The optional semvec[api] extra ships a FastAPI-based HTTP service that exposes Semvec's full feature surface plus a multi-layer multi-agent coordination stack. It is auth-gated by the bundled Ed25519 JWT licensing system — the same JWT already used for in-process licensing. No password store; no separate API-key table.

pip install "semvec[api]"
semvec serve --host 0.0.0.0 --port 8080
# or programmatically
python -m uvicorn semvec.api:create_app --factory --port 8080

Auth

Send the license JWT via either header:

Authorization: Bearer eyJhbGciOiJFZERTQSI...
# or
X-API-Key: eyJhbGciOiJFZERTQSI...

For local development, the wheel must be built with the dev-anonymous Cargo feature for SEMVEC_ALLOW_ANONYMOUS=1 to bypass auth. The official PyPI wheel ships without this feature; every request requires a valid license JWT. To experiment locally without a license, either:

  1. Build from source: maturin develop --features dev-anonymous, or
  2. Issue yourself a short-TTL development license (see licensing).

Persistence

DATABASE_URL controls the SQLAlchemy engine. Default: sqlite:///semvec.db. Postgres is supported by setting e.g. DATABASE_URL=postgresql://user:pw@host/db. The hot semantic state lives in-memory (SessionManager); SQLite stores only session/cluster/member/region/audit metadata.

Session lifecycle

The in-memory SessionManager enforces an idle-TTL plus a hard cap, so a long-running worker cannot leak unbounded SemvecState instances. Tunable per worker:

Variable Default What it does
SEMVEC_MAX_SESSIONS 10000 Hard cap on concurrent sessions per worker. On overflow the LRU-on-idle-time session is evicted.
SEMVEC_SESSION_IDLE_TTL_S 1800 (30 min) A session that has not been touched for this long is eligible for eviction.
SEMVEC_SESSION_SWEEP_S 60 How often the background sweeper checks for expired sessions. Lower = more responsive, higher = less wake-up overhead.

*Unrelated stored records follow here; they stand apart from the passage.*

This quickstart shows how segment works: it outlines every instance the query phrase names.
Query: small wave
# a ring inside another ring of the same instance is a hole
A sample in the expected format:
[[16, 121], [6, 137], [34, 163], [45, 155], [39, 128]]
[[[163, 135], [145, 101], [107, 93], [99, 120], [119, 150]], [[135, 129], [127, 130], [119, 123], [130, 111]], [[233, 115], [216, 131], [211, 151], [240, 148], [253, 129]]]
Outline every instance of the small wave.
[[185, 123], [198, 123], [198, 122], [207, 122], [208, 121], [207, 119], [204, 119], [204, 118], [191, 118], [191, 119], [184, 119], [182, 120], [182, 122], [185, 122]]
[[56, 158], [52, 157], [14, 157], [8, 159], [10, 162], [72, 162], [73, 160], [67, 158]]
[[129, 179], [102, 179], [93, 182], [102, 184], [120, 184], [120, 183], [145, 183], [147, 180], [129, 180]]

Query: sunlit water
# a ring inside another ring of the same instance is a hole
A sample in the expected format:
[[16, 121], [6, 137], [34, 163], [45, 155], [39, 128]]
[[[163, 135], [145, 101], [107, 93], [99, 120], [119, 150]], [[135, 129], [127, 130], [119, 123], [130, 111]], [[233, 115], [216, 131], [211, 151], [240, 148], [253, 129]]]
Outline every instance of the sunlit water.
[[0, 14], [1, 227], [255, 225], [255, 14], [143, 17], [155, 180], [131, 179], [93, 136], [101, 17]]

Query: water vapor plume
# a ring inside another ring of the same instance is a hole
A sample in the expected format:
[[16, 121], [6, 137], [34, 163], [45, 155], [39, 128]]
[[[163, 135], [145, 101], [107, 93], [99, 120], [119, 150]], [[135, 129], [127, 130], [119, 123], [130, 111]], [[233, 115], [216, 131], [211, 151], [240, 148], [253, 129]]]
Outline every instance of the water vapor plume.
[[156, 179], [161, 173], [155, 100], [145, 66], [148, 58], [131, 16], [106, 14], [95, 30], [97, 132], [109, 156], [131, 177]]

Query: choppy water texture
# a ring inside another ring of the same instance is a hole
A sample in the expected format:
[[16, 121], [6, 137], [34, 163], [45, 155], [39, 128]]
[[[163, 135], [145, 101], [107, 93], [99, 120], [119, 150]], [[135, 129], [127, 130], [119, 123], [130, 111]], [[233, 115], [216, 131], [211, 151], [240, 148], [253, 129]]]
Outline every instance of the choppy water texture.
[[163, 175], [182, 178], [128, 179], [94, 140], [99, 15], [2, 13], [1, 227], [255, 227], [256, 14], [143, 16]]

Eviction is in-memory only. When a session is evicted, the SemvecState for that ID disappears from this worker — the SQLAlchemy row stays untouched, but the hot state has to be rebuilt from the next request (or restored via /v1/session/{session_id}/import). Persist proactively via GET /v1/session/{session_id}/export if you need a snapshot to survive eviction.

Graceful SIGTERM drain. SessionManager.shutdown() is wired into FastAPI's lifespan. On SIGTERM the server stops accepting new requests, in-flight ones complete, the embedder client (and sidecar, when used) closes cleanly, then the session table empties. Behind a reverse proxy / load balancer this enables zero-error rolling restarts:

# Production-style restart: send SIGTERM, wait for the process to exit on its own,
# spawn the new worker. systemd's KillSignal=SIGTERM + TimeoutStopSec=60 does this
# for free.
kill -TERM $(cat /run/semvec.pid)

Performance characteristics

/v1/run is async-native end-to-end since the sharpening release:

  • Query + last-response embeds run in parallel when both are present on the same request.
  • License verification is LRU-cached (Ed25519 verify, 256 entries) and bypasses the FastAPI Depends() dispatcher via a dedicated ASGI middleware — typical /v1/run no longer pays the verify cost twice.
  • CORS middleware is skipped when no CORS_ALLOW_ORIGINS is configured.
  • Threadpool default is 200 workers so synchronous sub-paths (e.g. cross-encoder reranks on CPU) do not starve other coroutines.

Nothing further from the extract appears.